Using AspectJ to detect violations of the Swing single thread rule.

As I pointed out in my previous entry, all swing components must be initialized and accessed through the Event Dispatch Thread (EDT) only. While a visual consequence of not doing so might never be observed, when they do they can have quite dramatic consequences for the user's confidence in your system. Therefore, some effort should be put into avoiding this problem by educating developers and providing a design that accommodates this constraint. However, experience tells that no matter how much effort you put into it up front, there will be a few glitches. Therefore, you may want to add new tool that can detect such defects during test, before you end up chipping your product out to the users. This is one instance where AspectJ becomes handy.

AspectJ is developed, as part of the eclipse project, to provide Java with a new extension to support aspect oriented programming. AspectJ is an interesting tool regardless of any knowledge or usage of aspect oriented programming. One of its most interesting capabilities is to inject new functionality into your binary code at runtime (as of Java 1.5), meaning that you do not to pollute your production code base with debugging functionality. The principle of AspectJ is fairly simple but allows for very powerful combinations, you write so called aspects, that define some functionality, an advice, that will be triggered when a predefined cutpoint is reached.
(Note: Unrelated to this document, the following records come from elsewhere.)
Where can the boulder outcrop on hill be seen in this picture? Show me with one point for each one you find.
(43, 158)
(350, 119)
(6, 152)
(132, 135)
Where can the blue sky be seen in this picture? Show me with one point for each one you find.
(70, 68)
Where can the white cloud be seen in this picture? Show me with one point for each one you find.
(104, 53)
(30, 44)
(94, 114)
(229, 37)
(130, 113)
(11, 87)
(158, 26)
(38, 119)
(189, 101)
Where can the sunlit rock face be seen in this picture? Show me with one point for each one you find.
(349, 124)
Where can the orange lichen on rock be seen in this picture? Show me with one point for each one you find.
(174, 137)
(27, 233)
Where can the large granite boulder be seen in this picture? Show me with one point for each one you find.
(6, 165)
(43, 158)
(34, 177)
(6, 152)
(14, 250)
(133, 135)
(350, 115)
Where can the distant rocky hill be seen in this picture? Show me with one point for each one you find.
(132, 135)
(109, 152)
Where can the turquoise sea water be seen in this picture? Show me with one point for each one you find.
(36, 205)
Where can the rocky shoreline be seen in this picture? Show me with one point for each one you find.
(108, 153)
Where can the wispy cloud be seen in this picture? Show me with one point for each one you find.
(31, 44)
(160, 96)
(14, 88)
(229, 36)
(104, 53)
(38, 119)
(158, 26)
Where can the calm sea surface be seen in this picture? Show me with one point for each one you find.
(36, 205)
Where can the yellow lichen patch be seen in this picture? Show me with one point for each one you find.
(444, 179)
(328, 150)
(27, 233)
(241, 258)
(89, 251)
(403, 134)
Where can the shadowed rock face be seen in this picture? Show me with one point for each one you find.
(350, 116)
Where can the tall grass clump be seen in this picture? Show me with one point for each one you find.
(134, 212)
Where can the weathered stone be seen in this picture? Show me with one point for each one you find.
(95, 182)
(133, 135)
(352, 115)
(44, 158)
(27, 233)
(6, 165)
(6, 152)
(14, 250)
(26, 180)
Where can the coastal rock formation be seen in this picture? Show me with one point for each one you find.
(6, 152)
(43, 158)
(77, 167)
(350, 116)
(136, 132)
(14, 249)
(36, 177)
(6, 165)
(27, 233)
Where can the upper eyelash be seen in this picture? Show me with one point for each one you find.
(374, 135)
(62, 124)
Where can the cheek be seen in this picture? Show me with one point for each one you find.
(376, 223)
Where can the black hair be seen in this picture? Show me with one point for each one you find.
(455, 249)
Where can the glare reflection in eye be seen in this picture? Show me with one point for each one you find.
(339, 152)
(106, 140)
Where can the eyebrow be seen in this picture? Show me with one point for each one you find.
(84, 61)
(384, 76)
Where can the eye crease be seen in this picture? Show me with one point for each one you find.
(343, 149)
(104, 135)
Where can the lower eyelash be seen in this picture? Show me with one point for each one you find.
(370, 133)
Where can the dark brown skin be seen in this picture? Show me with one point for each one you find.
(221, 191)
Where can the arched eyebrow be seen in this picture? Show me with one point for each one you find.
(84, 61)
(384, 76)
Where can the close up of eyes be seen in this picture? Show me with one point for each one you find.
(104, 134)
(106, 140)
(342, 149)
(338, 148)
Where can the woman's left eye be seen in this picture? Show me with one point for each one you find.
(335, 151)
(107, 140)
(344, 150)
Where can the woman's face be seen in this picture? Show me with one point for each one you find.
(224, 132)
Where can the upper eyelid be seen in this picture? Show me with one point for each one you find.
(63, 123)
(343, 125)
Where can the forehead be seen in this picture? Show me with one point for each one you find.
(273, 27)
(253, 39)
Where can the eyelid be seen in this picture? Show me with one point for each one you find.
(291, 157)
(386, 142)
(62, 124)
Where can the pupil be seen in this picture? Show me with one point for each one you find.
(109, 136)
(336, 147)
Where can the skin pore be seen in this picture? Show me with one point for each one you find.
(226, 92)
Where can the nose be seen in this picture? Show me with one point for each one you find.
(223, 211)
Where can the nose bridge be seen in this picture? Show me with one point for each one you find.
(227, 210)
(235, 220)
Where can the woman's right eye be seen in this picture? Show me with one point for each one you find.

A gross oversimplification, but somewhat helpful to get the idea, is to think of aspects as an advanced form of interceptors. In this entry, I'll show a very narrow application of this, to catch violations of the Swing single thread rule.

The aspect presented below contains two cutpoint definitions. The first called swingMethods() defines any call to a method on a class of the javax.swing package or on any class extending a class of the javax.swing package. The second cutpoint, safeMethods(), defines any call to a method called matching the expressions add*Listener or remove*Listener on a class of the javax.swing package or any class extending one. Also any call to setText() on a JComponent is included. What these methods have in common is that they are defined as thread safe by the swing framework. We have one advice defined, called checkCallingThread(), which logs a message to standard error as well as prints the stack trace. Using the @Before annotation with the two previously defined cutpoints, we define the advice to be executed before any call to a swing method except if it is part of the safe methods.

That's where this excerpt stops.